One may believe that it's unscrupulous to undercut another company and co-opt their ideas without believing that the software patent system is tenable or just. Similarly, I believe lying is generally unethical; but I certainly don't believe there should be a law against lying.
"Stealing" features is one thing, taking advantage of your control over a particular market to shut out the "competition" you "stole" said features from isn't justifiable in any way (IMHO).
Exactly. If Apple clones this thing and produces a better product, it's a good thing, because we all have better software to use. Likewise, if Microsoft were to produce a better browser than, say, Netscape, no one would complain.
When either company leverages its control over the market to exclude its competitors using mechanisms other than technical quality, that's a bad thing and needs to be condemned.

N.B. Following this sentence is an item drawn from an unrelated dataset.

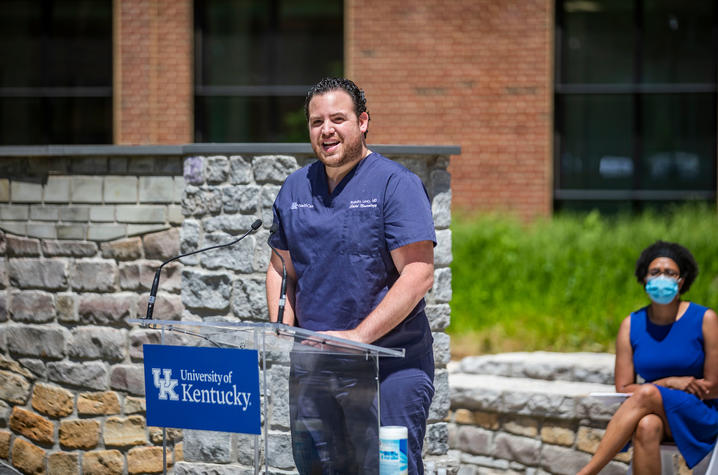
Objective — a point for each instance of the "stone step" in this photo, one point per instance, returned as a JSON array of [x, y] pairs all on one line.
[[530, 397], [549, 366]]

I'm waiting for the day when the App Store (et al) become classified as a "market", in the sense of "shutting competitors out of the market". On a desktop, Microsoft can't get away with making a browser (for example) and then locking out all other browsers. That's abuse of their monopoly position. Apple should be living up to the same standards in mobile.
I view mobile as more of a game console than a PC, but if Apple wants to insist that they're fully functional and "post-PC", they have to live by the same standards.
>I view mobile as more of a game console than a PC, but if Apple wants to insist that they're fully functional and "post-PC", they have to live by the same standards.
Apple does not insist the post-PC devices are fully functional. In fact, Jobs compared PCs to trucks and iOS devices to cars. By post-PC they imply that lockdown that comes with it.
Hey, it's Apple's marketplace - private property and all that. Nobody has a right to sell there.
Now, I also think this is a dick move, but it's because of dick moves like this that the patent and copyright systems exist in the first place, and why I think they need to be reformed rather than abandoned.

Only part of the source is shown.